Pada 5 Oktober 1965 peringatan Hari ABRI terpaksa diperingati dengan suasana penuh keprihatinan dan duka cita karena pada hari itu tujuh Pahlawan Revolusi dimakamkan di Taman Makam Pahlawan Kalibata, Jakarta.
Ketika ketujuh jenasah Pahlawan Revolusi diberangkatkan dari Markas Besar AD di jalan Merdeka Utara, Jakarta menggunakan tujuh ranpur lapis baja Saracen disertai iring-iringan konvoi kendaraan militer dan pelayat, sepanjang jalan dari Merdeka Utara hingga Taman Makam Pahlawan Kalibata, ribuan penduduk di Jakarta juga berdiri di pinggir jalan untuk melepas ketujuh Pahlawan Revolusi.
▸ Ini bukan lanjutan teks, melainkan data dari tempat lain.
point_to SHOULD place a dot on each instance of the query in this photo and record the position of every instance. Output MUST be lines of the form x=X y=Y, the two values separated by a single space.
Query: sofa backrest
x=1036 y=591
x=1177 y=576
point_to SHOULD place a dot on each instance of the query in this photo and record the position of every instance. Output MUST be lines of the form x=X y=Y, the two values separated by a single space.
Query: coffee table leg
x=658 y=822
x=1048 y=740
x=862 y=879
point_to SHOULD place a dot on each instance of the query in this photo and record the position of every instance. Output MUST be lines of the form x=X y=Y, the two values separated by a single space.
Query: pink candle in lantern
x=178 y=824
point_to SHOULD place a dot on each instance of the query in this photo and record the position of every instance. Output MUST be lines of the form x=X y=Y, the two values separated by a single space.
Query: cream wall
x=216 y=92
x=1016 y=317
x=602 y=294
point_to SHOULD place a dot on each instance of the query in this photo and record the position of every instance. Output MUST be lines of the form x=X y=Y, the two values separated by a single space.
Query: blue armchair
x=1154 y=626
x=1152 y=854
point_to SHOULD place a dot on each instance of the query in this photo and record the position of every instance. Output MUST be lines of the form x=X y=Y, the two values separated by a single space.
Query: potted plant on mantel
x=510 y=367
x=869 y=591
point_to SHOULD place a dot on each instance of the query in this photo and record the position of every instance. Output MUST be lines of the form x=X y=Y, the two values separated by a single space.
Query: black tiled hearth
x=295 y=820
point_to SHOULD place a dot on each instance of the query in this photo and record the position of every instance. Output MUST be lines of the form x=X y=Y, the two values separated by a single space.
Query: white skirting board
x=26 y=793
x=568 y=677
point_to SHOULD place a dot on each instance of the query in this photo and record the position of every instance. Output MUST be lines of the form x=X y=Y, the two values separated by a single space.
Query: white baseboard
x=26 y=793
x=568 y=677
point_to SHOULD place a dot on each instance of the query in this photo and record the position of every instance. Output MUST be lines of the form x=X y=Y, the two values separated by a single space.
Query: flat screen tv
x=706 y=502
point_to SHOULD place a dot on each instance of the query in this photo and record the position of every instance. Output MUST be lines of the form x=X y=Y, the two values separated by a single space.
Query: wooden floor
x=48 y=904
Karena ketujuh Pahlawan Revolusi yang merupakan korban penculikan dan pembunuhan G30S/PKI ditemukan di Lubang Buaya yang merupakan kawasan Pangkalan Udara Halim Perdanakusuma, dan ada bukti-bukti para pelaku menggunakan senjata yang dimiliki AURI, opini saat itu, terutama para prajurit TNI AD yang sedang emosional, meyakini jika TNI AU terlibat dalam G30S/PKI.
Satu rombongan TNI AU yang dipimpin Mayor Bambang Sudarsono yang datang dengan mengendarai jeep tiba-tiba dilempari batu oleh para prajurit TNI AD.
Tapi para prajurit TNI AU tidak memberikan reaksi membalas dan mereka bahkan memaklumi jika para prajurit TNI AD itu sedang emosional mengingat telah kehilangan enam jenderalnya.
Duta besar RI untuk Kamboja, Marsekal Muda Boediardjo,seperti tertulis dalam buku otobiografi Siapa Sudi Saya Dongengi, yang juga turut melayat sempat diwawancarai oleh reporter RRI, Darmosugondo, tapi gaya wawancara itu seperti sedang menginterogasi “tertuduh”.
Tuduhan terhadap AURI bahwa telah terlibat dalam G30S/PKI secara institusi sebenarnya tidak pernah terbukti.
Jika sampai ada yang terlibat sebenarnya hanya sejumlah oknumnya saja.
Tapi karena AURI merupakan satuan yang sangat dekat dengan Soekarno, dalam perjalanan sejarah berikutnya, khususnya di era Orde Baru, AURI seperti mendapatkan perlakuan diskriminasi.
Sikap diskriminasi terhadap AURI baru bisa dikatakan mencair setelah Marsekal TNI DJoko Suyanto berhasil menjabat sebagai Panglima TNI (2006-2007).
Prestasi Marsekal Djoko Suyanto ini sekaligus menjadi satu-satunya Jenderal bintang empat dalam sejarah TNI AU, yang pernah mencapai kedudukan hingga Panglima TNI.